Glassy dynamics of model colloidal polymers: The effect of "monomer" size.

Abstract

In recent years, attempts have been made to assemble colloidal particles into chains, which are termed "colloidal polymers." An apparent difference between molecular and colloidal polymers is the "monomer" size. Here, we propose a model to represent the variation from molecular polymer to colloidal polymer and study the quantitative differences in their glassy dynamics. For chains, two incompatible local length scales, i.e., monomer size and bond length, are manifested in the radial distribution function and intramolecular correlation function. The mean square displacement of monomers exhibits Rouse-like sub-diffusion at intermediate time/length scale and the corresponding exponent depends on the volume fraction and the monomer size.

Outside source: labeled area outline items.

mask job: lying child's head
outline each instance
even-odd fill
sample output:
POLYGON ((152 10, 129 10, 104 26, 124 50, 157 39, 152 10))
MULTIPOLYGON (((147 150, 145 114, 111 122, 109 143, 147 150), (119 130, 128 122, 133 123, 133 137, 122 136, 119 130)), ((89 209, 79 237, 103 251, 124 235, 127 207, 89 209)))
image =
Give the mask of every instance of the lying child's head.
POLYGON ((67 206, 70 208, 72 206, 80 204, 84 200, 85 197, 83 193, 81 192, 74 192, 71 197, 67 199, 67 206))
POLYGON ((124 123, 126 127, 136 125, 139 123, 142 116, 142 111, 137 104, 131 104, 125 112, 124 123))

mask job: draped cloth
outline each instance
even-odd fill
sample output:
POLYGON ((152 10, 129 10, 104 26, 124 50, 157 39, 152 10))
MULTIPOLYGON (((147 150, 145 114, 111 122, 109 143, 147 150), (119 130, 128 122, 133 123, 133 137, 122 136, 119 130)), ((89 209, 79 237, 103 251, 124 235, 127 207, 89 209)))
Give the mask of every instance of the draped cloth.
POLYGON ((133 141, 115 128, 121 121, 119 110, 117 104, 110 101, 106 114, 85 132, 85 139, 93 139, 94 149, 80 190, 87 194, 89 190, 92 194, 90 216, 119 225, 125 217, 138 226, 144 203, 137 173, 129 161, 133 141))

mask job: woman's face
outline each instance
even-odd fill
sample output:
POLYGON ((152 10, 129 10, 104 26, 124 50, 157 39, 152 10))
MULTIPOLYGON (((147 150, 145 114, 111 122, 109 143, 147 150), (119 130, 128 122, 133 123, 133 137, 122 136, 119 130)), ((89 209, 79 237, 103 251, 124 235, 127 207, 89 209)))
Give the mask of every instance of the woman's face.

We find that the threshold volume fraction at which the caging regime emerges can be used as a rescaling unit so that the data of localization length versus volume fraction for different monomer sizes can gather close to an exponential curve. The increase of monomer size effectively increases the hardness of monomers and thus makes the colloidal polymers vitrify at lower volume fraction. Static and dynamic equivalences between colloidal polymers of different monomer sizes have been discussed. In the case of having the same peak time of the non-Gaussian parameter, the motion of monomers of larger size is much less non-Gaussian. The mode-coupling critical exponents for colloidal polymers are in agreement with that of flexible bead-spring chains.